Best way to approach the dermatologist

[Crashed]

Hi Guys,

My new years resolution this year has been very different then all the rest I've made and failed at. This one I'm determined not fail at. I've suffered with P since I was 14, I'm now 23 - I've decided this year I will clear up my P at all costs. I've tried all the usual creams to no avail. About 2 years ago I was living down south and my doctor referred me to the derm and I was given 16 weeks of UVB, I thought GREAT (the hospital was next door to where I worked and closer then my doctors was so very easy to attend 2 days a week). Anyway, P cleared however within 2 weeks of finishing treatment P was back and worse then before. I give up on treatment for two years. Moved up north about 3 months ago and I ordered to Dovobet thought I'ld give it a try and it just made my P spread further. Anyway, managed to persuade the Doc to refer me again. He has sent me to Salford Royal, he said that its the best in the country for P treatment.

Anyway, as part of my resolution I have been researching different treatments. I'm no doctor but I'm hoping I can be put on Methotrexate, my question is to anyone who has been put on this medication.
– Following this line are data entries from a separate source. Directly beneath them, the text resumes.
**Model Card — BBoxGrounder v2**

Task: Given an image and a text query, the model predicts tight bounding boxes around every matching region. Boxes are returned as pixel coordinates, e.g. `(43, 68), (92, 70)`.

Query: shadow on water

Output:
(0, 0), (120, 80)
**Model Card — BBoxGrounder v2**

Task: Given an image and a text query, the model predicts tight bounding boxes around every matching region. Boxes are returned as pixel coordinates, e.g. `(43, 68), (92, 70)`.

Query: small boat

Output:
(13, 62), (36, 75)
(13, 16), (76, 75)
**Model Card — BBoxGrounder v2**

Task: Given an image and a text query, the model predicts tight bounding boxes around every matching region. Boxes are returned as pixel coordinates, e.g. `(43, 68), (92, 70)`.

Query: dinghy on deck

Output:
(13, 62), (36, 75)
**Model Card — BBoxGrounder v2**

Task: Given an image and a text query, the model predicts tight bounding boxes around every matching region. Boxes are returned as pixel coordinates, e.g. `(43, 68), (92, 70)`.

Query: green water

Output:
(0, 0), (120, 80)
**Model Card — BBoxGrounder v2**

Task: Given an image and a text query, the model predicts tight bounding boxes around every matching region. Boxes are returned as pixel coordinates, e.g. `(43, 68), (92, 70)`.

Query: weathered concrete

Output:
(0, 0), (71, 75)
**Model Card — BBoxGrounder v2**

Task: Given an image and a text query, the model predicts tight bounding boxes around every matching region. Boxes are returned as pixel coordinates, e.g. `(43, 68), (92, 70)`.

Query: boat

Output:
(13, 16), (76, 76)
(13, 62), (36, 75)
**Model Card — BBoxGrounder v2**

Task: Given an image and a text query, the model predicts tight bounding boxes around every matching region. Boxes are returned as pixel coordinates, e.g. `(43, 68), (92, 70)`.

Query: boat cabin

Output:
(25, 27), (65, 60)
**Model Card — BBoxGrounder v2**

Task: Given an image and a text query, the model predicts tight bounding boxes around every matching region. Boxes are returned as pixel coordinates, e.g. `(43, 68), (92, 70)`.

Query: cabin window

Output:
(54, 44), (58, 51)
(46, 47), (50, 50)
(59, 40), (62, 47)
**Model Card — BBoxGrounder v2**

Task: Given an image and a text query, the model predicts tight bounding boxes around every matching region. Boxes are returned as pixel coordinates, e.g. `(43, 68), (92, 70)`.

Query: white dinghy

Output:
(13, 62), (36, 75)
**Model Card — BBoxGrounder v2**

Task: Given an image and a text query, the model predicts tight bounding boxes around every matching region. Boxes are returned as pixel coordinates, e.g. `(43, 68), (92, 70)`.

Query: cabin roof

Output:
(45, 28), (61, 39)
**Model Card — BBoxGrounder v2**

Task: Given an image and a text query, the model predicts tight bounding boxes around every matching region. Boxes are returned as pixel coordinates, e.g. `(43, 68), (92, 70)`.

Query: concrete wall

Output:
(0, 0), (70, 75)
In your experience should I come straight out and tell the Derm that this is the treatment I'm hoping for or should I just wait for his suggestions ?

Also, although i've done research it would be good from people who have tried a few systemics as to why you would choose one over the other.

Thanks in advance guys )

D

[Pieman]

hi crashed

salford royal eh?...few members here attend there
they have quite a large derm dept with some big hitters
in the p world...wonder who you get to see?

I would discuss your past history with topicals/uvb and mention
the possibilities of systemic drugs: mtx in particular and be upfront
as well as a physical inspection, a good derm will have a 2way conversation:
ask how you feel, openly discuss and explain potential treatments including
the benefit/risk potentials...and listen to the patient input.

mtx was the first systemic i tried (twice) 1st time clear for 6 months...
2nd attempt - no response! then acitretin (bad hair loss) and fumeric acid esters
(fumaderm FAE) which had limited results.. cyclosporin i'm excluded from.
many prople have different success/failure rates with systemics...it's hit/miss
in finding the treatment that provides remission and best suits you,
but your derm will hopefuly get you there

hope all goes well...good luck.
pie

[Crashed]

Hi Pieman,

Thanks for your reply 

Yeah, Salford isn't the closest hospital for me, in fact its quite far, but my Doc reassured me it would be worth the travel as it's well known for having good results with P.

To be honest I was a little unsure of how to approach as last time I saw a derm he didn't even look at my P, just ticked a box that said UVB and asked me to sign 

I don't know how long it will take to get an appointment, hopefully not too long as I'm having a flare up at the moment, I can cope with the P on my body which I can hide away under layers of clothes but I cant hide the P on my hands and face 

[Crashed]

One question though Pieman, what are you using at the moment and how is your P?

[iky]

Yay I'm not alone! Salford Royal is far! The dermatologist wanted to keep me in for this whole week for daily dressings where they put coal tar all over you, I travel there everyday!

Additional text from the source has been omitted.